Food labelling laws changing to require clearer provision of Food allergens information.

As a result of both European and UK regulations, the law regarding food allergens labelling is changing from 13 December 2014.
The aim is to provide allergen information in a clearer and more consistent way.

The Food Information to Consumers Regulations 2011 and Food Information Regulations 2014 change the way allergen information appears on labels and on foods that are pre-packed, sold loose or served for consumption outside of the home. As such, this affects all ‘Food Business Operators’, including restaurants, pubs, cafés, fast food/takeaway establishments, butchers, bakers, delicatessens, works canteens, food manufacturers or packers, etc.

The changes are:

  • Any of the 14 allergens that are on the regulatory list must be emphasised on the label, if they are used as ingredients, or have been used in in the preparation or manufacture of a pre-packaged food. Businesses can choose what method they want to use to emphasise these allergens, for example, by listing them in bold, italics, highlighted or underlined, to help identify them.
  • Information about allergenic ingredients must be located in a single place, i.e., the ingredients list on pre-packed food. This means that the voluntary use of the current types of allergy boxes (such as: ‘contains nuts’) that provide a short cut to allergen information also given in the ingredients list will no longer be allowed.
  • These rules will also apply to loose foods (that can be bought without packaging) for example in supermarkets, delis, cafes and restaurants.

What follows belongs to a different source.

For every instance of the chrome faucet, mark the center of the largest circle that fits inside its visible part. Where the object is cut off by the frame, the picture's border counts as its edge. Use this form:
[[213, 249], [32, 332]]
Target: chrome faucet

The 14 allergens on the regulatory list are:

  • Eggs.
  • Milk.
  • Fish.
  • Crustaceans (for example crab, lobster, crayfish, shrimp, prawn).
  • Molluscs (for example mussels, oysters, squid).
  • Peanuts.
  • Tree nuts (almonds, hazelnuts, walnuts, cashews, pecans, Brazils, pistachios, macadamia nuts or Queensland nuts).
  • Sesame seeds.
  • Cereals containing gluten (wheat (such as spelt, Khorasan wheat/Kamut), rye, barley, oats, or their hybridised strains).
  • Soya.
  • Celery and celeriac.
  • Mustard.
  • Lupin.
  • Sulphur dioxide and sulphites (at concentration of more than ten parts per million).

The regulations state the size of the labels and font that should display. Failure to comply with the regulations is a criminal offence and can result in a criminal prosecution and a fine.